Desperate to retrieve his stolen apes, Becerra photographed a handwritten ransom note, minted it as an NFT, and transferred it to the thieves’ crypto wallet. Since NFT buyers and sellers can remain anonymous, Becerra decided this was the best way to contact them. “I Forgive You,” he titled the digital object. “Sell My Apes Back.”
Being the kind of “dicks” that BAYC attracts, the thieves responded by putting Becerra’s letter up for sale. The asking price was 100 units of ethereum, which equals over $300,000 at the time of this writing.
The letter’s listing was eventually reported and delisted, and Becerra did recover ownership of BAYC #9564, the sailor-capped cyborg he displays on Twitter, as well as pink bubblegum-chewer #2031 and blindfolded cigar-smoker #9985. Their transaction histories don’t indicate what Becerra paid for their return.
Others have fallen prey to similar schemes. Todd Kramer, a New York gallery owner, lost $2.2 million worth of Bored Apes and other NFTs in a phishing scam. (Hackers gained access to his account.) Transaction logs for all eight of Kramer’s Bored Apes seem to indicate that he eventually recovered them. But once again, we wonder what he paid to get his own property back.
Our final tale is a doozy. It’s not a case of ransom, but it really drives home the point that the problem is the code.
By December 31, 2021, the crypto community had found discrepancies between the Ethereum blockchain and OpenSea’s interface. The discrepancies enabled bad actors to buy NFTs – without the owners’ permission – at extremely low price points, then turn around and sell those same NFTs for a massive profit. The vulnerability was discussed on Twitter on January 12, 2022. After a $1 million heist on January 24, 2022, one expert said the issue might be described as either a “bug” or a “loophole.”
With almost a month of warnings before this heist, why didn’t OpenSea fix the discrepancies? Were they asleep at their keyboards? Or did they have zero interest in whether theft is happening on their platform because they’re making a sweet, sweet 2.5% take on every transaction?

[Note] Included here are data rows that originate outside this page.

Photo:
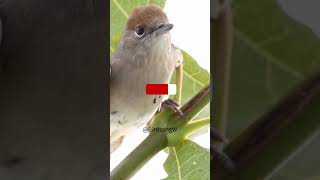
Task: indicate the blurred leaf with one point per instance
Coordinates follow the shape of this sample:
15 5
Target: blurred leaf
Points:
271 54
188 161
195 78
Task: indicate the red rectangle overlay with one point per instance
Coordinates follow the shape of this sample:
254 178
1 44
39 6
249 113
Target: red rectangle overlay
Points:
156 89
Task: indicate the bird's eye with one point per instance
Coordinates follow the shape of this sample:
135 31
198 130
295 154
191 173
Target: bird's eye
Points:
140 31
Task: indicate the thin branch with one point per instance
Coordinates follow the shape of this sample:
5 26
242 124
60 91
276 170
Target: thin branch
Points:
277 135
156 141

OpenSea wants you to believe that it is doing its best, but don’t be fooled – they built their business around a new, unregulated technology that facilitates piracy, fraud, and other crimes. Because of the way that cryptocurrency works, anonymous criminals walk away with untold profits.
The Problem is the Code
The NFT marketplace has established a new frontier on the internet – a digital Wild West that features too little of the Good, and far too much of the Bad and the Ugly. OpenSea, in particular, has provided a playground for online criminals interested in stealing from creatives and NFT collectors.

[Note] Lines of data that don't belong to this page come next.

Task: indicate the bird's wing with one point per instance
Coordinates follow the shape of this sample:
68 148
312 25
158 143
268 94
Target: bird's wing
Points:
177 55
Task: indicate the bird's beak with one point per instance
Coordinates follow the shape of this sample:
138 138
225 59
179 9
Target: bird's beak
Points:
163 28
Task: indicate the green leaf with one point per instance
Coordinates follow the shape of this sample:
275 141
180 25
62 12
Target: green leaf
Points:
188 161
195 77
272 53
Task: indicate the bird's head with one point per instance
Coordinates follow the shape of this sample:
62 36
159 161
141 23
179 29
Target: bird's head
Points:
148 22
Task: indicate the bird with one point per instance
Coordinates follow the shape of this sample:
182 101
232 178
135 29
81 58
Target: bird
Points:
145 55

Ironically, the problem with cryptocurrencies and blockchains isn’t that they follow no code – as software, they literally ARE code, after all. The problem is their code reflects a juvenile, cyberlibertarian fantasy of total freedom from regulation.

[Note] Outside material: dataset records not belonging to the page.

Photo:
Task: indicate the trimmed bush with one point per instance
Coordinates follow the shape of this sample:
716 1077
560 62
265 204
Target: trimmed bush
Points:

As long as people live by these codes of irresponsibility, Big Tech, as well as startups, will continue to reap enormous profits at the expense of artists, consumers, and the public. The U.S. economy is already losing at least $29.2 billion and 230,000 jobs to digital theft every year.
Unregulated NFT marketplaces point to a concerning future where digital misdeeds further suffocate creative livelihoods and more victims. Government attention is way overdue.